流石のライデン生もこの時ばかりは素直に言葉を発した。

その後トラブルについては後日調査をするということで対応がとられ、3校戦は幕を閉じた。


ライデンは調査のため3日間全授業休講となり、選手たちは事情聴取などのため寮を出払っており、ルカ自身が好奇の目に晒されることは無かった。授業が再開すればそれは逃れられないだろうが。


「御機嫌よう。アーサー先輩」

「ご足労いただきありがとうございます」


第0寮に呼び出されたアーサーは疑問を抱きながらやってきた。

案内された先は地下。暗くてよく見えないがおそらく牢屋のような造りになっているのだろう。
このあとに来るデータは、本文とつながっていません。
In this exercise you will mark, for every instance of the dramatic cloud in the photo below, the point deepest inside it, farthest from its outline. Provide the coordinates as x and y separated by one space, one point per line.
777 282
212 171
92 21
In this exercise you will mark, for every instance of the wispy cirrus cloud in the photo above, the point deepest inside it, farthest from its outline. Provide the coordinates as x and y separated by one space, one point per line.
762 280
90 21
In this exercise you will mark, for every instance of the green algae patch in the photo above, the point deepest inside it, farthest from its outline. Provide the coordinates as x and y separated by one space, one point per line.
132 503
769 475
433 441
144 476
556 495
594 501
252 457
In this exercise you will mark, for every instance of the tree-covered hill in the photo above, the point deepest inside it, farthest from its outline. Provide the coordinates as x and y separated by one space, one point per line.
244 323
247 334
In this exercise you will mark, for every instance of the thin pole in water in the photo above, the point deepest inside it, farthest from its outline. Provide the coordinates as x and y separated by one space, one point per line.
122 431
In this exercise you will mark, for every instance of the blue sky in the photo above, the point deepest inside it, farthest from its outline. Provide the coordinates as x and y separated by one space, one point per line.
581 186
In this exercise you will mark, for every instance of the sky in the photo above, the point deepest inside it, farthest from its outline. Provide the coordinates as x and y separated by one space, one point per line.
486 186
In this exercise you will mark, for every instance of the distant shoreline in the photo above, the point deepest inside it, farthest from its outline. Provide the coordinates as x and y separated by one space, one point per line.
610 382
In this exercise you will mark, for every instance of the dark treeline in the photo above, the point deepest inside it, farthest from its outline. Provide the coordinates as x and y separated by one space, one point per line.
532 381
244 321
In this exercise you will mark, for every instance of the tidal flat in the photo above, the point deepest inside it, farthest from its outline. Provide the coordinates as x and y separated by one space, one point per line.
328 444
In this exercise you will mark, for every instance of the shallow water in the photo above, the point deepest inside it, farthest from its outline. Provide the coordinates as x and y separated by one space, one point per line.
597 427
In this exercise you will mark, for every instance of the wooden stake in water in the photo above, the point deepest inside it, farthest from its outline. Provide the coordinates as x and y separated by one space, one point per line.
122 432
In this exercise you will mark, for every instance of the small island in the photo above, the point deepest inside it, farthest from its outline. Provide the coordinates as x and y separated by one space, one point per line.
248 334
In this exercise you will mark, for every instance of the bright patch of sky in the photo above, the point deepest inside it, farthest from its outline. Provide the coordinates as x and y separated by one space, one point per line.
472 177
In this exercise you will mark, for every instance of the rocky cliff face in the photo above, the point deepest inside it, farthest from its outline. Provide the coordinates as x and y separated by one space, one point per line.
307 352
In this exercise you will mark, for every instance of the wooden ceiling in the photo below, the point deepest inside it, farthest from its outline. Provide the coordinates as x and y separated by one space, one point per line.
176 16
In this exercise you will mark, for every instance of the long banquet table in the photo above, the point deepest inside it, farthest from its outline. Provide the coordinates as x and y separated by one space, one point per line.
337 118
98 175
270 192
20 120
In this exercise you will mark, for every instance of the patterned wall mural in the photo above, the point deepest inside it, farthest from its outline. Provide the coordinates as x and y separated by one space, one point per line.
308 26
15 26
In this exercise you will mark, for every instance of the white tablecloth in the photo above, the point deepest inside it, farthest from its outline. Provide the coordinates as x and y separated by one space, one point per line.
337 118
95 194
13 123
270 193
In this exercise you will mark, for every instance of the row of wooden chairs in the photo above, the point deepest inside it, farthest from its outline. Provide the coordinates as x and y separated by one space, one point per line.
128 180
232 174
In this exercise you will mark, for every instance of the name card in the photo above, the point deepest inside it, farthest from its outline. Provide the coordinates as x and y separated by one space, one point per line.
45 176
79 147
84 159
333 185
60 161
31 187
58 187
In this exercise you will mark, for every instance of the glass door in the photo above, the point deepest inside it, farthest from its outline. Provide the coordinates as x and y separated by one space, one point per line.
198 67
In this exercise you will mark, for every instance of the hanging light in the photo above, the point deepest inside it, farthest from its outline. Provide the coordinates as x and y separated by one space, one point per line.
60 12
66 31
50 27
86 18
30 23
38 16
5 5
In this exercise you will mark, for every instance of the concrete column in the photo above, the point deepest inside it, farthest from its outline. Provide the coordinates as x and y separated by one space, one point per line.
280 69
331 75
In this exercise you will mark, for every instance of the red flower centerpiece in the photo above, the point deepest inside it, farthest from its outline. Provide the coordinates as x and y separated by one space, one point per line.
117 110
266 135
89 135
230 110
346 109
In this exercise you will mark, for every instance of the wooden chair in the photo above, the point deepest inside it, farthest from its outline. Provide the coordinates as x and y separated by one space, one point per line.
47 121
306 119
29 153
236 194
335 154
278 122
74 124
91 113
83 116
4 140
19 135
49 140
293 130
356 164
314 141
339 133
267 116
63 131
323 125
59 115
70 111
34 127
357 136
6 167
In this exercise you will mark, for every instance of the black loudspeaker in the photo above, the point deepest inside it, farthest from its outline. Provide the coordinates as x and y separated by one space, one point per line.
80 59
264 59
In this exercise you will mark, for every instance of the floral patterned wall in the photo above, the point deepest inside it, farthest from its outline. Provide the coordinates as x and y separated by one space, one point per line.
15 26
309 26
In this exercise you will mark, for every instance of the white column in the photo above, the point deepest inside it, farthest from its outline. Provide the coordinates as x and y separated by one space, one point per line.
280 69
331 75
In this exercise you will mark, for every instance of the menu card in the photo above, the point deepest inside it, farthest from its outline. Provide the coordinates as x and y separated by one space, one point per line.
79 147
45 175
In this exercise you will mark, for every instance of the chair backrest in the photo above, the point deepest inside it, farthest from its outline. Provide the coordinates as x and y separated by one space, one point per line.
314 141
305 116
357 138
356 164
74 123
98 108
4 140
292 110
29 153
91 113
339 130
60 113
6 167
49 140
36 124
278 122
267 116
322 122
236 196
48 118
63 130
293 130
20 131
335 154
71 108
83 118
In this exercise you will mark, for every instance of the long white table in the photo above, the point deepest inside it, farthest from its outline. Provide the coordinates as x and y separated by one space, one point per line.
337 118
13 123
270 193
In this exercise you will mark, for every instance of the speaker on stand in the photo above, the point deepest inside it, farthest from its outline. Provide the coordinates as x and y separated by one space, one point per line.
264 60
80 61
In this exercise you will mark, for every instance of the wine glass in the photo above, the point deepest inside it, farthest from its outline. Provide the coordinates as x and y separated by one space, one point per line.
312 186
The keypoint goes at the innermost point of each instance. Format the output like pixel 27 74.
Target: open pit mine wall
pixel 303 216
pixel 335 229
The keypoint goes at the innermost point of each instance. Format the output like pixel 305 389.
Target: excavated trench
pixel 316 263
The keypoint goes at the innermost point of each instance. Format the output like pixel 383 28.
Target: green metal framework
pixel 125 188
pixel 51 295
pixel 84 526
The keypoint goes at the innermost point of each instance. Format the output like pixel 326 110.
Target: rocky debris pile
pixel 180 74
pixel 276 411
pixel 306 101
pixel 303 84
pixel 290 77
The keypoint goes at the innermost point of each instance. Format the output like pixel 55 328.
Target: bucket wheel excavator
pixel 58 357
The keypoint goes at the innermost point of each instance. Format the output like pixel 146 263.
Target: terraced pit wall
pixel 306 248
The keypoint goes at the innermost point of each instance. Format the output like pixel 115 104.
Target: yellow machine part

少しの恐怖と懐疑心を秘めついて行くと、そこには一人の男がいた。


お知合いですよね?

レイモンドの言葉にアーサーは言葉が出なかった。

その様子を察したシャーロットは鈴を鳴らしたような声で続ける。


「この男は魔法協会教育課の課長をしています。アーサー・ロドリゲスさん。貴方はこの男に唆され、ライデンの選手が使用する箒と杖に細工を加える手伝いをした」

「何を……」

「妹さんがいらっしゃるんですね。貴方の口座に大金が振り込まれていることも確認済みですよ」


この女は全て知っている。知っている上で俺に話せと言っているのか。


「それは……」

「細工内容は知っていましたか?」

「……あぁ、杖は魔法式を捻じ曲げる細工、箒には魔力を過剰に吸い上げる細工がされていると聞いていた」

「……そうですか。箒は昨日のあの時ですね、あそこにライデン生の分が保管されていたみたいなので。杖は検査のときに細工予定だったんでしょうか。あとはこちらで処理しますね」

「え、」

「もう帰ってもらって大丈夫です。しないでしょうがここで見たものは口外厳禁で」

「いやそうじゃなくて、普通退学とか」


不正どころが生徒を危険にさらす行為は退学でしかるべきだ。いや、退学では甘い。罪に問われてもおかしくないのに。


「アーサー先輩。なにも起こっていませんよ?」

「……は?」

「そもそも失敗に終わっていますし。杖や箒に異常はなかったでしょう?」

「それは……」

「何もなかったんです。何も」


シャーロットは無理やりアーサーを帰らせた。


「良かったのか?」

「どうせもみ消すつもりだったし。嘘はついてなかったわ」


そうか。じゃあ次はお前だな。

まず何処から吐いてもらおうかな。


その後、彼は行方不明となった。